I did the audible version of a double take. That couldn’t be true. How could it ever be OK to use the term? While it may have once simply been an apt description of the physical state of people who had crossed the Rio Grande to sneak into the United States, it began its transformation into a slur when it was applied to all Mexicans who crossed the border without the proper papers. Then it was enshrined in Operation Wetback, the government’s massive deportation program started in the ‘50s that rounded up hundreds of thousands of immigrants mostly in California and Texas.

The term is so jarring to hear now that it was hard to believe it was a staple in a daily newspaper. But then I searched The Times’ historical database and found headline after headline like this one: “Conference Warned of Wetback Labor Problem” from 1955.

And this one: “Wetback, Junior Grade, Writes His Own Success Story at 18” from 1963. It was in the article’s lead paragraph too: “This is the story of a wetback.

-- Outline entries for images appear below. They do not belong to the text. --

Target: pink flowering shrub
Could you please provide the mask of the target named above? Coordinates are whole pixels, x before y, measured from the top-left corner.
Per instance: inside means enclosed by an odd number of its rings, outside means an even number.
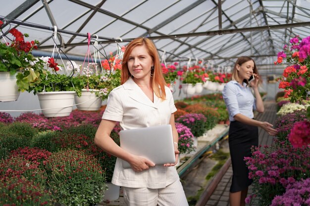
[[[2,178],[23,176],[35,184],[45,186],[46,174],[38,166],[39,164],[26,160],[21,155],[2,159],[0,162],[0,177]]]
[[[65,206],[96,205],[103,201],[104,172],[98,160],[84,151],[53,153],[46,165],[52,198]]]
[[[47,118],[42,114],[31,112],[22,114],[15,122],[26,122],[40,131],[59,130],[86,124],[98,126],[101,121],[103,111],[98,112],[81,111],[76,110],[67,117]]]
[[[12,123],[13,118],[9,114],[5,112],[0,112],[0,123]]]
[[[306,110],[296,111],[281,117],[278,117],[275,121],[275,126],[278,131],[277,139],[280,142],[284,141],[286,144],[290,144],[288,140],[288,135],[294,126],[295,123],[308,120]]]
[[[11,151],[10,157],[22,157],[25,160],[31,161],[33,164],[44,169],[46,161],[51,155],[52,153],[44,149],[26,147]]]
[[[285,192],[288,184],[310,175],[310,147],[282,146],[265,146],[262,151],[256,148],[252,157],[245,158],[249,177],[254,180],[254,201],[258,206],[270,205],[276,195]]]
[[[191,129],[181,123],[175,123],[175,127],[179,134],[179,151],[180,153],[187,154],[195,150],[194,135]]]
[[[9,195],[8,195],[9,194]],[[51,192],[22,176],[0,179],[0,205],[52,206]]]
[[[181,123],[191,129],[196,137],[202,135],[206,131],[207,118],[202,114],[191,113],[182,116],[176,119],[176,122]]]
[[[310,122],[304,121],[295,123],[288,138],[294,147],[310,144]]]
[[[289,184],[282,195],[276,196],[270,206],[310,206],[310,178]]]

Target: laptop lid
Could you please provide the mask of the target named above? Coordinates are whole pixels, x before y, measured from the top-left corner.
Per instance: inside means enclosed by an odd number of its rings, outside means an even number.
[[[170,124],[121,130],[120,147],[131,154],[148,158],[156,165],[174,163],[172,129]],[[122,160],[123,167],[131,168]]]

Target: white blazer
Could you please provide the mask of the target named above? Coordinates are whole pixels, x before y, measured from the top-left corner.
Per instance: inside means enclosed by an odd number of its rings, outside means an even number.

But not the usual story.” Presumably the usual story was something like this: “Five Killed as ‘Wetback’ Car Crashes” from 1953.

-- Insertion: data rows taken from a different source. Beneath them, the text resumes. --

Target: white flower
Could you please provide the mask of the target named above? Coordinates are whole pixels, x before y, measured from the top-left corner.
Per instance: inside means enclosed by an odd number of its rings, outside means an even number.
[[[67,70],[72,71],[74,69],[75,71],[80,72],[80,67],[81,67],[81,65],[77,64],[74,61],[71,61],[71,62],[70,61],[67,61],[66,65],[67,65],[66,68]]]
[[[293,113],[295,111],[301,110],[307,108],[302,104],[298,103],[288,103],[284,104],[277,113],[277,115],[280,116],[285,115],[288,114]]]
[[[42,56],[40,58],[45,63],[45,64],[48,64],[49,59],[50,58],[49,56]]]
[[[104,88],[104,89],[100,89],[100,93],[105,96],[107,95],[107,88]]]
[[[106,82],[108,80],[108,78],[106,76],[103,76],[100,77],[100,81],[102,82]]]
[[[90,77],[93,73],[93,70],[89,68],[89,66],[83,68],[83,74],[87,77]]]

Although more commonly found in the 1950s, the term showed up in the paper as a description until the 1970s. (The use of “negro” was also common at the time, and replaced terms such as “darkie” that appeared in the paper at the turn of the century.) After that, “wetback” mostly appeared in stories that noted the offensiveness of the term.

The moral of this story is, of course, that any collection of letters, no matter their provenance, can become offensive by how they are used. How long before “undocumented” or “disabled” or “Donald Trump” becomes so tainted we have to drop it from the newspaper too?